William Thien

The Writ of Indenture, America’s Tax Code, Part II

Posted on: September 29, 2013

I hope you don’t feel I’m out of line, but listen to this.

I just popped into a sporting goods store to pick up some socks and upon entering the door I was asked to donate to a popular outdoors organization for children. They asked for $10.00. “Ten bucks, huh?” I asked.

After that I stopped at a coffee house and the barrister asked me to donate $5.28 to buy a scoop of coffee for a charity. $5.28?

In a matter of ten minutes I was asked to donate $15.28, $10 at the sporting goods store and $5.28 at the coffee house. Wow, I thought. That’s gotta be a new record for just entering into consecutive retail establishments.
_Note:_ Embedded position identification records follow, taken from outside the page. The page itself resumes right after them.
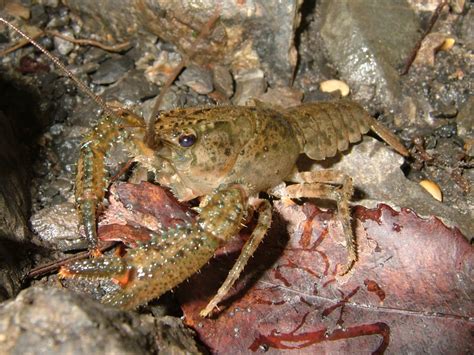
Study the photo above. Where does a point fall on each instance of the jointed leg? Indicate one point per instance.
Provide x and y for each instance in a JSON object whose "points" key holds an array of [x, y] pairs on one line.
{"points": [[264, 221], [320, 184]]}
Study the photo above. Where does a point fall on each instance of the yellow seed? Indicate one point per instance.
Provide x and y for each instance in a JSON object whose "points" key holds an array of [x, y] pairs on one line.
{"points": [[447, 44], [433, 189], [334, 85]]}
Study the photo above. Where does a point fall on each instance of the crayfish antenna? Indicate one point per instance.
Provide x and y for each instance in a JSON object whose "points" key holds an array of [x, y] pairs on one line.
{"points": [[98, 100]]}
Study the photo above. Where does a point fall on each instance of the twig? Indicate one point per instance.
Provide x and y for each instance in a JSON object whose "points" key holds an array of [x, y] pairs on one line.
{"points": [[415, 50], [205, 31], [55, 265], [20, 44]]}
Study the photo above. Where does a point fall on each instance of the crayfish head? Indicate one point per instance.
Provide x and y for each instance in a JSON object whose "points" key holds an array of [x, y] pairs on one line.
{"points": [[200, 146]]}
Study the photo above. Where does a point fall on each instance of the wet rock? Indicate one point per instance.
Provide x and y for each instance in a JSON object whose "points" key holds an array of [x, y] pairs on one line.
{"points": [[60, 322], [18, 126], [131, 89], [282, 97], [247, 34], [58, 226], [248, 84], [223, 81], [62, 46], [382, 180], [466, 29], [465, 119], [112, 70], [369, 42], [199, 80]]}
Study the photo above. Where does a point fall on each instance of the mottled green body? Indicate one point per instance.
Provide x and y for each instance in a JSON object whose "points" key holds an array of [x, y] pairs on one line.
{"points": [[226, 153]]}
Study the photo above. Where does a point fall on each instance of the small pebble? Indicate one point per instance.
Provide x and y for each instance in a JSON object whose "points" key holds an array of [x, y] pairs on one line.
{"points": [[447, 44], [64, 47], [335, 85]]}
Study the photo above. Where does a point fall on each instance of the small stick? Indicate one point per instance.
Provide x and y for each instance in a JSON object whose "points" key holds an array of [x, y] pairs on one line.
{"points": [[415, 50], [61, 66]]}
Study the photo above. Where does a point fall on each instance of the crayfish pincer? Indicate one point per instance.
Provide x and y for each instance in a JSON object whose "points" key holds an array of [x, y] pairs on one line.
{"points": [[217, 152]]}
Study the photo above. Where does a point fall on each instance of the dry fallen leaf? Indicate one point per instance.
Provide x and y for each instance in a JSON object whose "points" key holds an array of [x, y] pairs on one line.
{"points": [[410, 291]]}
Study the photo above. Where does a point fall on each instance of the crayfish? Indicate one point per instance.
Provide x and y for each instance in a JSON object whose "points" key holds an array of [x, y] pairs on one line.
{"points": [[226, 155]]}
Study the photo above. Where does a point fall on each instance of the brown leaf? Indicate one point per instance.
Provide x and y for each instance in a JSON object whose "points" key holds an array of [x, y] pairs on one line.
{"points": [[135, 210], [410, 291]]}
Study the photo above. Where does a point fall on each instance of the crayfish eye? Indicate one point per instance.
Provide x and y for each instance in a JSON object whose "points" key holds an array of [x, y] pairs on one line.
{"points": [[187, 140]]}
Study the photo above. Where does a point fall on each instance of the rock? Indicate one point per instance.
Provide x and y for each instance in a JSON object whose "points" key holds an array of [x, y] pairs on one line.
{"points": [[58, 226], [199, 80], [369, 42], [375, 170], [466, 29], [254, 34], [282, 97], [19, 123], [465, 119], [223, 81], [58, 321], [249, 84], [62, 46], [112, 70]]}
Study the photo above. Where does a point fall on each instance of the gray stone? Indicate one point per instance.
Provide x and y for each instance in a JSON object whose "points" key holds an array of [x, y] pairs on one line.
{"points": [[223, 81], [132, 89], [57, 321], [112, 70], [58, 226], [62, 46], [369, 42], [248, 84], [198, 79]]}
I had already donated a meager sum this morning to an organization that helps to maintain the grave sites of fallen soldiers.

I told the barrister that I already donate to a number of charities regularly and would have to forgo a donation at this time. I felt kind of like I was being bum rushed, I must admit, and I made the off-hand remark, “Gawd, does everybody have their hands out these days?” It was probably in poor taste.

But coming from a single male with no property and no write-offs, I feel I’m already contributing my share to the great American welfare state, paying for unwed pregnancies, corporate welfare, too. I’m an indentured servant, a taxpayer surrogate of the American tax code and nobody is donating to my cause, you can be sure. It’s quite the opposite.